Background and production 
In 2015, Kitty began working on the album with big-name producers in Los Angeles, but was unhappy with the results. This, along with her feeling bored of following a routine, lead her to decide to produce the album independently. Kitty studied music theory and learned to use the software Ableton in preparation for making the album. Miami Garden Club is the first release by Kitty to feature tracks produced or co-produced by Kitty herself.

On August 11, 2015, Kitty launched a campaign on Kickstarter to fund her debut album. The first goal of $25,000, which would fund the making of the album itself, was achieved in 30 hours. The goal was then stretched to $50,000, to fund a headlining tour. By the end of the one-month campaign, Kitty raised $51,863 from 1,164 backers.

The release was originally expected for January 2016, but the album's completion was delayed for various reasons. Kitty has mentioned working with an unnamed producer, and having to discard the songs they made together when their professional relationship broke down. In December 2015, Kitty stated that the album was "taking longer than expected"; citing illness and perfectionism as reasons.
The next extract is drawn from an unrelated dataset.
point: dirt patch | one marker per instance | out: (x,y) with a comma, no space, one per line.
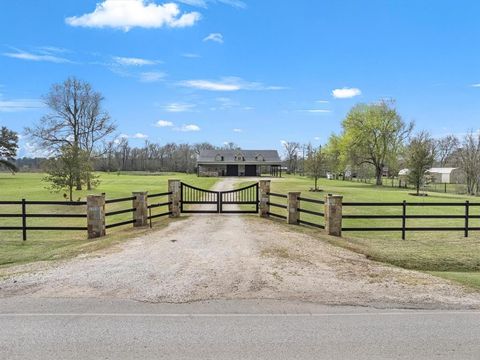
(235,257)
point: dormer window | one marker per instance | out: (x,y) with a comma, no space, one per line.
(239,157)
Much of the album was scrapped and rewritten because, according to Kitty, "I didn't like [the songs] and wanted to be able to be 100% proud of my work." On January 9, 2016, Kitty revealed that her suitcase had been stolen from LAX. She lost notebooks containing 2–3 years worth of lyrics, including lyrics for the album which she "was entirely proud of and intended on using"; and an external hard drive holding the first draft of the album. Kitty spent time in 2016 focusing on her mental health before restarting work on the album for the third time On April 1, 2017, Kitty announced that the album was complete.

Miami Garden Club is influenced by "‘80s and ‘90s pop music". It marks a shift from Kitty's previous hip-hop sound—a change which Kitty has attributed to her being "sick of rapping".

Release and promotion 
On October 12, 2016, the track "Asari Love Song" was released as part of the Adult Swim Singles Program 2016, and as the first single from Miami Garden Club.
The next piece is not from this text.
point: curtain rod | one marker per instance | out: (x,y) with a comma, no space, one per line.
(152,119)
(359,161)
Upon announcing the completion of the album on April 1, 2017, Kitty shared the cover art via Kickstarter. The artwork was designed by Kitty and drawn by Alé Garza.

On July 28, the album was made available to pre-order, the title track was released as a promotional single, and the music video for the title track was released. The video was directed and produced by Kitty and Sam Ray.

Miami Garden Club was self-released on Kitty's own label Pretty Wavvy on August 25, 2017. It was released digitally, on CD, and on limited deep pink vinyl.

On September 17, 2017, the music video for "Mass Text Booty Call" premiered on YouTube, along with a live streamed show featuring performances by Kitty and other musicians.

Track listing 

Notes
On physical releases, track 6 is printed as "Song for Sunset Ave (Running Away)", and track 7 is printed as "If You Wanna Come Over".
On Bandcamp, the intro to "Mass Text Booty Call" was released as a separate track, titled "Mass Text Booty Call-in".
"Mass Text Booty Call" is a reworking of a 2014 solo track by Sprightly.
"Brush Me Off" is a reworking of a 2014 track by Pat Lukens, which featured vocals from Kitty and rapper Sad Andy. Sad Andy's verse is replaced by an entirely new verse by DVS.